Walt Whitman wrote, “If you love to have a servant stand behind your chair at dinner, it will appear in your writing – or if you possess a vile opinion of women or if you grudge anything … these will appear by what you leave unsaid more than by what you say.”

What Nabokov constantly leaves unsaid is, “I might have been wrong. Someone else might interpret the situation otherwise, and be just as correct.”

Oh, now and again he expresses a mild regret at writing a harsh review of someone. Once, he’s not sure, in the struggle of remembered emotions during an embarrassing school situation, whether he was empathetically silent or one of the rowdy teenagers who humiliated the tutor. (I’ll bet it was the latter, Vladimir.)

But mostly his sense of privilege is so deeply engrained that it is invisible to him, and this privilege extends to being the one whose account of the past is right.

And then there’s that affectation in the last chapters of never naming his wife and son, referring only to ‘you’ and ‘our son.’ I’m sure his official, external reason would have been to protect their privacy, not to claim them in public. But there’s a horrible possessiveness to that continual beat of ‘our child’. As though by depriving these people of their names, Vera and Dmitri, he denies them an independent existence.

Oh, it’s very lovely, very detailed, very synaesthetic, all those pictures in the park. But I never feel he recognizes they have different eyes to look through. (You need to get out more, Vladimir.)

There’s one point in the memoir where Nabokov describes a failed dinner with Ivan Bunin, the Russian novelist and Nobel laureate who was also from an aristocratic background.
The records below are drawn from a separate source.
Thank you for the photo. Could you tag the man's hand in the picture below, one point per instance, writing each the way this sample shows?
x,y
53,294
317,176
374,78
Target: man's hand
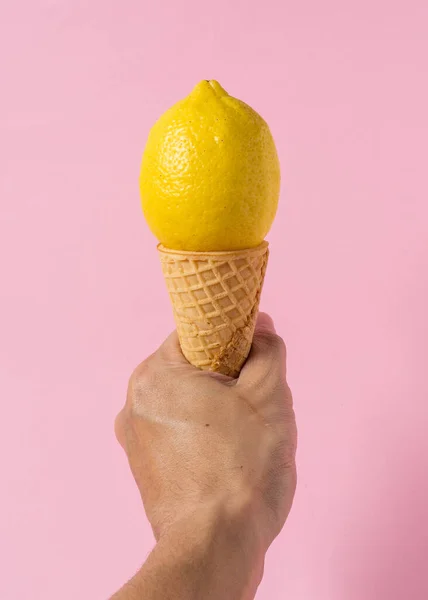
x,y
214,460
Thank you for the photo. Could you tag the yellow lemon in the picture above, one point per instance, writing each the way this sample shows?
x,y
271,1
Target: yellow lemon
x,y
210,174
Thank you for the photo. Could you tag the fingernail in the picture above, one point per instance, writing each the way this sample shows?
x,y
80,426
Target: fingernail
x,y
265,321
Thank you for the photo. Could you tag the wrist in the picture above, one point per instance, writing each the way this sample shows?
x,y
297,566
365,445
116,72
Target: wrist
x,y
218,543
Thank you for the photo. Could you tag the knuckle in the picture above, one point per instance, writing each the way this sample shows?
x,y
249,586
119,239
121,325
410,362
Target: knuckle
x,y
268,340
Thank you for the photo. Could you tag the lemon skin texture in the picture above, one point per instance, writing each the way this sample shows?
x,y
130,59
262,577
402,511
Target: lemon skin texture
x,y
210,175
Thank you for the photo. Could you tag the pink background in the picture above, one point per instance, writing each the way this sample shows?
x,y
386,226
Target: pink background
x,y
344,88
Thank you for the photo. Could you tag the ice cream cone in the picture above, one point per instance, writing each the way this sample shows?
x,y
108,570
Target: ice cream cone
x,y
215,298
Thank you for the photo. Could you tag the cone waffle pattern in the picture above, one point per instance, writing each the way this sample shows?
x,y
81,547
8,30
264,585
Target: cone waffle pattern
x,y
215,298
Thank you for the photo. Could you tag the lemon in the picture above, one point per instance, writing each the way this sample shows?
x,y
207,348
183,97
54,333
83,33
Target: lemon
x,y
210,174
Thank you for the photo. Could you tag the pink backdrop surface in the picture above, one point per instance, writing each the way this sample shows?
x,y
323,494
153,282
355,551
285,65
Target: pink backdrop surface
x,y
344,88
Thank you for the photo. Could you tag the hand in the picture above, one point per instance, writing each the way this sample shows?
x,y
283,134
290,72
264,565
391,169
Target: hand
x,y
198,441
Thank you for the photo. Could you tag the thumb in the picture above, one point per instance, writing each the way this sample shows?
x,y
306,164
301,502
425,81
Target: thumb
x,y
267,355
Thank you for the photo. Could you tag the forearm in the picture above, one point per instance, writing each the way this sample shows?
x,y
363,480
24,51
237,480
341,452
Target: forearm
x,y
210,556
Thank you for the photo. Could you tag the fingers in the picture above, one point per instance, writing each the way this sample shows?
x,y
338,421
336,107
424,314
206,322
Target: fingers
x,y
266,363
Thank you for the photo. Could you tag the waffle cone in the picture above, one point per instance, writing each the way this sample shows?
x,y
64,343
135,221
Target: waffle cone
x,y
215,298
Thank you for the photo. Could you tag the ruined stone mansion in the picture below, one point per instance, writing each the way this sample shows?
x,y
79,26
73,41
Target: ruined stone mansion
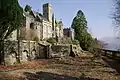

Nabokov is not impressed by the fine restaurant – he’s had plenty of quails in his childhood, he prefers to eat lying down on a couch. (You have my sympathies, Vera.)

Towards the end of this tiresome evening, Bunin says, “You will die in dreadful pain and complete isolation.”

Just a page earlier, I’d been thinking, “Gawd, does this guy ever get his comeuppance?” So when I read that, I recognized a deep fellow feeling with Bunin.

In describing the incident, Nabokov was ostensibly being honest, citing the critical remark by a famous man. But underneath that (or on top of it), he is being smug. See, here I am in later life, not alone, not in great pain. After all, he issues this ‘final version’ of his memoir in his mid-sixties, in Montreux, Switzerland, well known, well-published. Life has never been hard – slightly impoverished for a while, but never hard.

Perhaps there were moments in his life where he knew he was alone and in pain. You can’t look into another man’s mind – only into his memoirs. But, as Whitman noted, they are curiously reliable. What we write cannot conceal what we are.

Nabokov thought comfortably well of himself. Conceit is an ugly thing. Bad enough when some macho guy in a mullet flashes his gold chains and a grin at you in the bar. But worse when an intellectual looks disdainfully in his direction and thinks, “I’m better than you are.”